Precursors Are To Be Taken Seriously – Even on Wall Street

Over the past months, we have repeatedly warned that as soon as a large financial institution goes bust due to central bank monetary tightening, and threatens a systemic contagion, those very same central banks would throw the “fight against inflation” out the window, and resume liquidity pumping on an unprecedented scale.

When the British Bond Crisis of 2022 hit last September, followed by the bursting of the cryptocurrency bubble in December, we characterized them as precursors of a bigger earthquake to come. Those forecasts were not based on a crystal ball, but on the laws of physics. Drawing liquidity from a system whose existence is based on continued expansion of that liquidity would inevitably lead to a collapse.

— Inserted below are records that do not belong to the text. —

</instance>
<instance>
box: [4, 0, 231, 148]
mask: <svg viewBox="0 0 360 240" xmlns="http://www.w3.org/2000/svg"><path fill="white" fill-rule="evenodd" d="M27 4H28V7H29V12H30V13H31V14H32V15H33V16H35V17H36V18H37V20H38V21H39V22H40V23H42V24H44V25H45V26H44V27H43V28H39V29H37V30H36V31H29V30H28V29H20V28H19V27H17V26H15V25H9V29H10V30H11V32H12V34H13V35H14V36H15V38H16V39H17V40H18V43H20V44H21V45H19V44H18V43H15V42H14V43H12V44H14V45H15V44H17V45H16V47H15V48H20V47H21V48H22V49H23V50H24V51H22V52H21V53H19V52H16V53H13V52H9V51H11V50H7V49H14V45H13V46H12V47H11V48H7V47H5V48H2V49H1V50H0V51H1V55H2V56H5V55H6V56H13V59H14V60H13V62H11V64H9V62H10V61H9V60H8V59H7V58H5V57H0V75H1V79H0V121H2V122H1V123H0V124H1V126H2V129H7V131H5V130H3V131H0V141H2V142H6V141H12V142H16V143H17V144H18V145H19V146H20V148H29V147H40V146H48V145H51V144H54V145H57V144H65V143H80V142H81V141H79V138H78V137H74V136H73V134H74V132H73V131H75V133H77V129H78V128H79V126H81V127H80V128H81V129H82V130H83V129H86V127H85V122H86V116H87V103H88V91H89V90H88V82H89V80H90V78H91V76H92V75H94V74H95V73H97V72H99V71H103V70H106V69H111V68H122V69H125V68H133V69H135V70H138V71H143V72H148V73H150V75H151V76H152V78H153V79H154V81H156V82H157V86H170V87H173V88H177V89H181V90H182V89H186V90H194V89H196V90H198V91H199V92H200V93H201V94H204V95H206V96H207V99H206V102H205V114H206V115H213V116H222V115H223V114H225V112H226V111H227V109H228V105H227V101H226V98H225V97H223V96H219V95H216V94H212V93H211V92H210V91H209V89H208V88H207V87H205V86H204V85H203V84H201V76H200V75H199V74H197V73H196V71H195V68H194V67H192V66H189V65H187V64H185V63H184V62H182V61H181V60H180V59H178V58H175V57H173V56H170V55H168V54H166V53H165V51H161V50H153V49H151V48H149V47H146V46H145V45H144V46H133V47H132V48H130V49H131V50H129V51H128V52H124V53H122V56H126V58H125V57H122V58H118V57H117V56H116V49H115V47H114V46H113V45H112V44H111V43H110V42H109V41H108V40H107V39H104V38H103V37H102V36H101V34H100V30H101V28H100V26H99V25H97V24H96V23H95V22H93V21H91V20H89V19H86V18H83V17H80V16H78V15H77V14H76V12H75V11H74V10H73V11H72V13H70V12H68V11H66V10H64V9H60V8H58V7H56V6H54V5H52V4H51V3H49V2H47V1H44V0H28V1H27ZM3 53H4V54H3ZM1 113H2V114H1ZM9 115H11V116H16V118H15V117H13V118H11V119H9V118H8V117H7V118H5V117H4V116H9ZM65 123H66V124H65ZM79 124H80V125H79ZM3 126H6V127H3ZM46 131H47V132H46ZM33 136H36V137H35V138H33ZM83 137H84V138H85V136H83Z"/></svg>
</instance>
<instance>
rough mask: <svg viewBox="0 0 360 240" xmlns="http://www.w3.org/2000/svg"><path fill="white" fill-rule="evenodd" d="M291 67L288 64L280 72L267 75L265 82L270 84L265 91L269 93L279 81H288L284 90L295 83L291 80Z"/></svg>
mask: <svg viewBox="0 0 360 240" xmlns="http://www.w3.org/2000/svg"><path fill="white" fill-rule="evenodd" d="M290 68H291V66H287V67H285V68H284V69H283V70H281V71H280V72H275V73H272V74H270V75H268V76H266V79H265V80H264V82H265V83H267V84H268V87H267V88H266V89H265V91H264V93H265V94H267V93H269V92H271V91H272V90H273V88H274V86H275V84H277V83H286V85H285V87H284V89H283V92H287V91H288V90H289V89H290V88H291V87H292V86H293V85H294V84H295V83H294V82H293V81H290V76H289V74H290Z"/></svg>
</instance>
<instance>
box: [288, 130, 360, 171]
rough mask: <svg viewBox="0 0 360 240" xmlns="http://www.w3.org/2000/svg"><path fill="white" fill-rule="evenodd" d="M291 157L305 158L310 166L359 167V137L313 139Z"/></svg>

The sequence of events from March 8 on, with bank runs, multiple bank failures and stock market panic, indicate that the systemic earthquake might already be happening. Certainly, bank bailouts are again center stage.

  • On March 8, Silvergate Capital Corp. in San Diego, a small bank with about $14 billion in assets, failed and is being liquidated. Silvergate had become a cryptocurrency-dominated bank, as to its deposits and loans.
  • On March 10, Silicon Valley Bank (SIVB) in Santa Clara, California was shut down by the Federal Deposit Insurance Company. With $212 billion in assets, it was among the top 20 U.S.-based banks, and the largest U.S. bank failure since Washington Mutual ($328 billion in assets) in the fateful month of Sept. 2008.
  • In March 12, the Federal Reserve created a new bailout fund, dubbed the Bank Term Funding Program (BTFP). It is to receive $25 billion from the Exchange Stabilization Fund, and will borrow from the Treasury (taxpayers money) if that’s not enough — which is more than probable, given the amount of deposits to be rescued. The new facility will lend money to banks in exchange for Treasury bonds taken at par value, thus preventing a collapse of the bond market in the event of rushed sell-offs to get liquidity.
  • That same evening, a third bank, Signature Bank of New York, with $110 billion in assets at the end of 2022, was closed by the Treasury after suffering a collapse in its stock value, and also in the value of its bonds, to less than 60 cents on the dollar. This institution, too, has a lot of cryptocurrency deposits. The latter two were investment banks disguised as commercial banks. Most deposits were uninsured. Those deposits belonged to crypto companies in Silvergate, and to start-ups in SIVB.
  • On March 13, Joe Biden appeared before journalists to proclaim that “all deposits are safe”, reminiscent of similar appearances by government officials at the onset of the 2008 crisis. Does the U.S. government intend to cover all the estimated $7-800 billion in unrealized losses in the banking system?

How things evolve in the next days will depend on the actions taken by the government and the Federal Reserve. Last week, Fed chairman Jerome Powell had announced an escalation in money tightening, with a higher-than-expected rise in rates. But it will hardly be possible to keep that promise at the next meeting on March 23.

A shocking feature common to all three banks is that in the past months, while suffering a run on deposits, they were bailed out by government-sponsored institutions such as Federal Home and Loan banks, which are supposed to loan money to banks in order to finance mortgages for family homes.